Verzoek om een prejudiciële beslissing ingediend door de Županijski sud u Zagrebu (Kroatië) op 18 mei 2017 – Ured za suzbijanje korupcije i organiziranog kriminaliteta / AY

(Zaak C-268/17)

Procestaal: Kroatisch

Verwijzende rechter

Županijski Sud u Zagrebu

Partijen in het hoofdgeding

Verzoekende partij: Ured za suzbijanje korupcije i organiziranog kriminaliteta

Verwerende partij: AY

Prejudiciële vragen

Moet artikel 4, punt 3, van kaderbesluit 2002/584/JBZ aldus worden uitgelegd dat het feit dat geen vervolging wordt ingesteld wegens het strafbare feit dat het voorwerp vormt van een Europees aanhoudingsbevel, of dat aan vervolging een einde wordt gemaakt, uitsluitend betrekking heeft op het strafbare feit waarvoor het Europees aanhoudingsbevel is uitgevaardigd, of moet deze bepaling aldus worden begrepen dat het afzien van of het staken van vervolging ook betrekking moet hebben op de in het kader van die vervolging als verdachte/beschuldigde gezochte persoon?

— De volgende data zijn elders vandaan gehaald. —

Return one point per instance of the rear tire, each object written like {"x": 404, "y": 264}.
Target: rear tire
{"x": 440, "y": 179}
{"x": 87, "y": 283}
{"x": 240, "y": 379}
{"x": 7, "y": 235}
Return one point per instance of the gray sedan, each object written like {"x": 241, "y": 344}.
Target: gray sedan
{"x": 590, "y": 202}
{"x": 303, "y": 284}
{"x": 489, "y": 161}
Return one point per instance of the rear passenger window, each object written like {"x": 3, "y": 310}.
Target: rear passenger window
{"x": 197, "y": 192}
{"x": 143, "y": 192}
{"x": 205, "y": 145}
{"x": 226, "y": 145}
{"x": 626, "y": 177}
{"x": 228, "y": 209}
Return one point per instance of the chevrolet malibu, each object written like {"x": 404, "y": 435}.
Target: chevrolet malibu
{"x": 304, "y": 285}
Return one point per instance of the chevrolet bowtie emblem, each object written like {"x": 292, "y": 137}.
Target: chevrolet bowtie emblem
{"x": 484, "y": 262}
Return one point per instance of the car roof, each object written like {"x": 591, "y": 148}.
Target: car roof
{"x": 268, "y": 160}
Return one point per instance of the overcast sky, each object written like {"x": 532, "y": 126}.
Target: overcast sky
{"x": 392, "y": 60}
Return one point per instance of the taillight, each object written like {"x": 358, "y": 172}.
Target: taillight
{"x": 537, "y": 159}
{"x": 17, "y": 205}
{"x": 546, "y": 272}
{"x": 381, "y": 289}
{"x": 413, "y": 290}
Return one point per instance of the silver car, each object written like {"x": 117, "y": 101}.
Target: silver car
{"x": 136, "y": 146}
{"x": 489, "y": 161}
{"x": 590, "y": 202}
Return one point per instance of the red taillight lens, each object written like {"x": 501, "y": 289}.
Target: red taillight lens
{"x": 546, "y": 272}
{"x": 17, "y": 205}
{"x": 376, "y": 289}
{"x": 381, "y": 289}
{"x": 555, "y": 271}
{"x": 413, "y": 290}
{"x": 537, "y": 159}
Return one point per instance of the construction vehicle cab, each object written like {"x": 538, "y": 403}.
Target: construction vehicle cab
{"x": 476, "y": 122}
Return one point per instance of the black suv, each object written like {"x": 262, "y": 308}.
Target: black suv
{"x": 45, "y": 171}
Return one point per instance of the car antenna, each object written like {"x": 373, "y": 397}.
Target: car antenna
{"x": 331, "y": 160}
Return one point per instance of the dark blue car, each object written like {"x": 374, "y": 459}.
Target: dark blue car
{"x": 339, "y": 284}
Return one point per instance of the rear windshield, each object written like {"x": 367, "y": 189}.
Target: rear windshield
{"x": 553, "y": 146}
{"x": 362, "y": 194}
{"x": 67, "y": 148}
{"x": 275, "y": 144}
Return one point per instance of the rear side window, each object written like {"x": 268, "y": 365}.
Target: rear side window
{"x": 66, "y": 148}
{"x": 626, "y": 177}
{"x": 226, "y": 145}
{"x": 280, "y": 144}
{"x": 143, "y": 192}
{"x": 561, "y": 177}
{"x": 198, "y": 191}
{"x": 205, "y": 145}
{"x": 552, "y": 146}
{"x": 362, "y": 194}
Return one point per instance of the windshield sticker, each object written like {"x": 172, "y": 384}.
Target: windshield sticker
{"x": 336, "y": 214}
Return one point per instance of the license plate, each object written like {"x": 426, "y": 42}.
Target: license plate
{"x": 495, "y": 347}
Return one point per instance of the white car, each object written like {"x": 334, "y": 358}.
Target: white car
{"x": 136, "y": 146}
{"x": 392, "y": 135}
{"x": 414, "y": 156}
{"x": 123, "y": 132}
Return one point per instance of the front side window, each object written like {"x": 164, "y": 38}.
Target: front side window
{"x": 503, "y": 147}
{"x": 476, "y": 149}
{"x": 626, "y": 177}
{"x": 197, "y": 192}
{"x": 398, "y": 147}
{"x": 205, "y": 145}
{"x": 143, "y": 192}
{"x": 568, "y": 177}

Kan een lidstaat uit hoofde van artikel 4, punt 3, van 2002/584/JBZ weigeren een Europees aanhoudingsbevel ten uitvoer te leggen wanneer de rechterlijke autoriteit van de andere lidstaat heeft besloten ofwel om geen vervolging in te stellen voor het strafbare feit waarop het Europees aanhoudingsbevel betrekking heeft, ofwel de vervolging te staken, in het geval waarin in het kader van deze vervolging de gezochte persoon de hoedanigheid van getuige en niet die van verdachte/beschuldigde had?

Vormt het besluit om een einde te maken aan een onderzoek in het kader waarvan de gezochte persoon niet de hoedanigheid van verdachte had, maar is gehoord als getuige, voor de andere lidstaten een grond om geen gevolg te geen aan het Europees aanhoudingsbevel overeenkomstig artikel 3, punt 2, van kaderbesluit 2002/584/JBZ?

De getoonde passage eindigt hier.